Beam Design: Reinforced Concrete Beam, Beam Steel Design

By Aina Parasher|Updated : August 3rd, 2022

Design of Beams: Beams are flexural members, i.e., the beam takes to load by bending, and flexural members carry bending moment and shear force. Therefore, the design of beams is for bending moment, shear force, and torsion. The design of beams can be done by various methods. The most prominent ones are Working Stress Method and Limit State Method.

The design of beams is done taking into consideration many factors. We will see all the major factors and the principles used in the design of beams. We will also learn about the moment of resistance, singly reinforced and doubly reinforced beams.

Table of Content

How to Design a Beam?

When external loads are applied, moments are generated, and the maximum moment developed varies in each beam depending on the support conditions and loading combinations. Let M be the maximum moment, also termed as unfactored moment/service moment/working moment.

Factored External Moment = 1.5 x Working Moment

Mu = 1.5M

Design of Beams is done for the factored external moment (Mu)
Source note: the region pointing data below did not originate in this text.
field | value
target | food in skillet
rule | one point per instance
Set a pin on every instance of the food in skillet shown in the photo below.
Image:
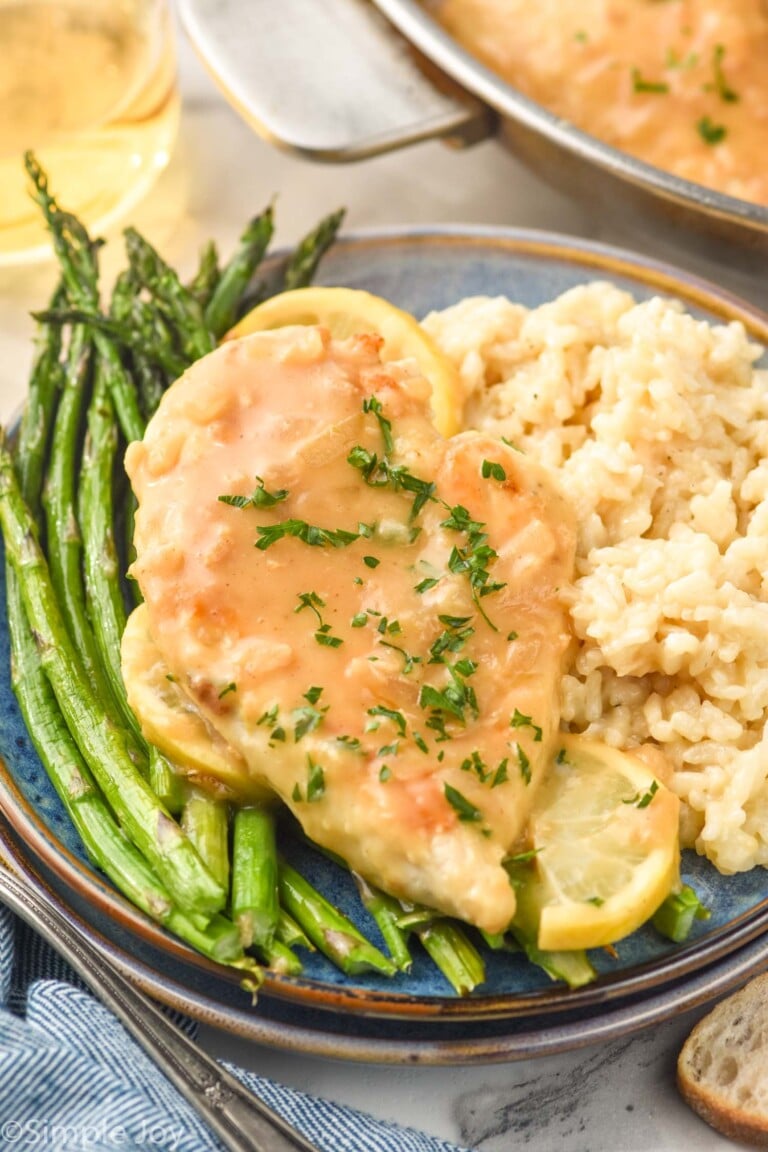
(681, 84)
Maximum internal resistance without failure or ultimate moment of resistance is called Moment of Resistance (MOR). The externally applied moment should be always less than or equal to the internal moment of resistance during the design of beams.

Mu≤MOR

Where,

  • MOR = CZ or TZ
  • C- Compressive Force
  • Z- Lever Arm
  • T-Tensile Force

Singly Reinforced Beam

If Mu > MORlim, the beam design principle will not be satisfied. Therefore, for the design of beams as singly reinforced beams of under reinforced type, Mu < MORlim. Limiting the moment of resistance can be increased by increasing fck or by increasing the depth, but both will increase the cost of construction. Therefore, in such cases, beams are designed as doubly reinforced beams.

Beam Design

Area of Steel

Mu = MOR

Mu = TZ

Mu = 0.87 fyAst(d-0.42xu)

Ast = 0.5 × fck/fy [1- √(1- 4.6Mu/bd2fck)]bd

Where,

  • fck – Characteristic Compressive Strength of Concrete
  • fy – Yield Strength of Steel

The area of steel provided should be greater than the area of steel required.

Astmin < Astmin < Astmax

Maximum area of tension steel = Astmax = 0.04 x bD

The area of tension steel provided should be less than the maximum area of tension to avoid congestion during concreting.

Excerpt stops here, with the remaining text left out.